Enjoy your coffee morning - so nice to meet up with friends.
Marshmallows? sounds very strange. Our hayfield is covered in molehills and both the elderly men that used to catch moles for us are too ill to do it. We will have to leave the "dear" little things for the new owners to sort which is bad but unavoidable at the moment.
We have prairie dogs here...they destroy the land just like moles.
Linda
I like your header picture. I hesitate to ask, but how does he pland to catch the moles, has he poisoned the marshmallows?
Do they eat a marshmallow and die from a sugar overload ?
Or get too fat to get back in their holes ?
I do hope he is not poisoning them.
cheers, parsnip
Putting marshmallows into mole runs is the mos charmingly evocative image I've had in a while!
Moles are such determined creatures - who would have thought they would have a weakness for marshmallows ! How does he "dispose" of them, do you know?
Reading Sue's comment, I wonder if mole catching is another dying art?
I have not asked how he disposes of them - my farmer does put a mole trap in the run and catches one now and again. Because of this we have very few moles in our fields.
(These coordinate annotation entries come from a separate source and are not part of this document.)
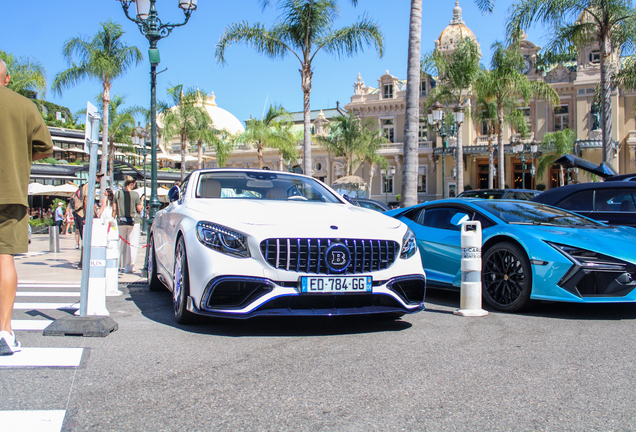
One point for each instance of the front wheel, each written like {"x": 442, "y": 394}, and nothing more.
{"x": 181, "y": 285}
{"x": 154, "y": 284}
{"x": 506, "y": 277}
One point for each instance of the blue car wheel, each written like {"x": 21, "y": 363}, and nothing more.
{"x": 506, "y": 277}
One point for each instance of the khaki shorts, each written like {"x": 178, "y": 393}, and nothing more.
{"x": 14, "y": 231}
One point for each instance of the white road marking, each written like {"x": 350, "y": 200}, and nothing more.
{"x": 43, "y": 357}
{"x": 58, "y": 306}
{"x": 48, "y": 285}
{"x": 32, "y": 421}
{"x": 26, "y": 325}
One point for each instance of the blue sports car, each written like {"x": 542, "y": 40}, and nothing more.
{"x": 530, "y": 251}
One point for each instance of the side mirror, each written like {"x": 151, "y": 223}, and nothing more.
{"x": 173, "y": 193}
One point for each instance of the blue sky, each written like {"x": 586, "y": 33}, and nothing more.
{"x": 248, "y": 82}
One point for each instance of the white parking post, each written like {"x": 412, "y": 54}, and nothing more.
{"x": 96, "y": 303}
{"x": 470, "y": 302}
{"x": 112, "y": 255}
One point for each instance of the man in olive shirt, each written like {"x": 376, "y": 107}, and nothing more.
{"x": 23, "y": 138}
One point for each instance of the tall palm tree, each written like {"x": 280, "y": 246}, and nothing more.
{"x": 303, "y": 30}
{"x": 553, "y": 146}
{"x": 412, "y": 119}
{"x": 104, "y": 57}
{"x": 344, "y": 140}
{"x": 267, "y": 132}
{"x": 27, "y": 74}
{"x": 505, "y": 85}
{"x": 610, "y": 23}
{"x": 456, "y": 75}
{"x": 181, "y": 116}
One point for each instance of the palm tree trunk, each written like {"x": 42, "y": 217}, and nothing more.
{"x": 183, "y": 147}
{"x": 502, "y": 161}
{"x": 460, "y": 162}
{"x": 106, "y": 104}
{"x": 606, "y": 100}
{"x": 259, "y": 153}
{"x": 410, "y": 149}
{"x": 306, "y": 74}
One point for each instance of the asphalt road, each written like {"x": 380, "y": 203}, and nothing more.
{"x": 559, "y": 367}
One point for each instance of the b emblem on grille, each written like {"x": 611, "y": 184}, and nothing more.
{"x": 337, "y": 257}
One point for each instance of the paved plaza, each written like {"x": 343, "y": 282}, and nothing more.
{"x": 557, "y": 367}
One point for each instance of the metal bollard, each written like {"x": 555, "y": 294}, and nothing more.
{"x": 54, "y": 239}
{"x": 470, "y": 302}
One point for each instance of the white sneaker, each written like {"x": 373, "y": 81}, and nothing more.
{"x": 8, "y": 343}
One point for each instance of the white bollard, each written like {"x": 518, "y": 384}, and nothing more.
{"x": 112, "y": 255}
{"x": 470, "y": 301}
{"x": 96, "y": 303}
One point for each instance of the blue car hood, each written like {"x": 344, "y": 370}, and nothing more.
{"x": 615, "y": 241}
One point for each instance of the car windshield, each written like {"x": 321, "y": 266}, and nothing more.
{"x": 262, "y": 185}
{"x": 521, "y": 212}
{"x": 482, "y": 194}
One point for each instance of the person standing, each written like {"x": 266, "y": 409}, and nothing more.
{"x": 24, "y": 138}
{"x": 68, "y": 220}
{"x": 128, "y": 205}
{"x": 59, "y": 216}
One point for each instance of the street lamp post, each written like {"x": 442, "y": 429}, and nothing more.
{"x": 390, "y": 171}
{"x": 154, "y": 30}
{"x": 520, "y": 149}
{"x": 437, "y": 119}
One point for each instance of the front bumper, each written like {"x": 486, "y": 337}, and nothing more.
{"x": 247, "y": 297}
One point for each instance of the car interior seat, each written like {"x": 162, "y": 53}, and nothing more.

Plenty of mole catchers around Norfolk still Coppa. In the countryside if there are moles there will always be a demand for molecatchers.
I've seen moles hanging on the fence by a farm gate. There were 20 or 30. The mole catcher fastened them to the wire to prove that he'd been and done the job. Do they get paid by how many they catch?
I hope you give us a final tally. Not the method; just the number.
I have a good old fashioned 'English' Mole trap which, if one can find a good tunnel, never fails.
Gwil - I don't think they are allowed to hang corpses on the fence now - am not sure though. I remember strings of moles, rats, crows and the like - very macabre.
Moles seem to have been busy round here, maybe the mild Winter.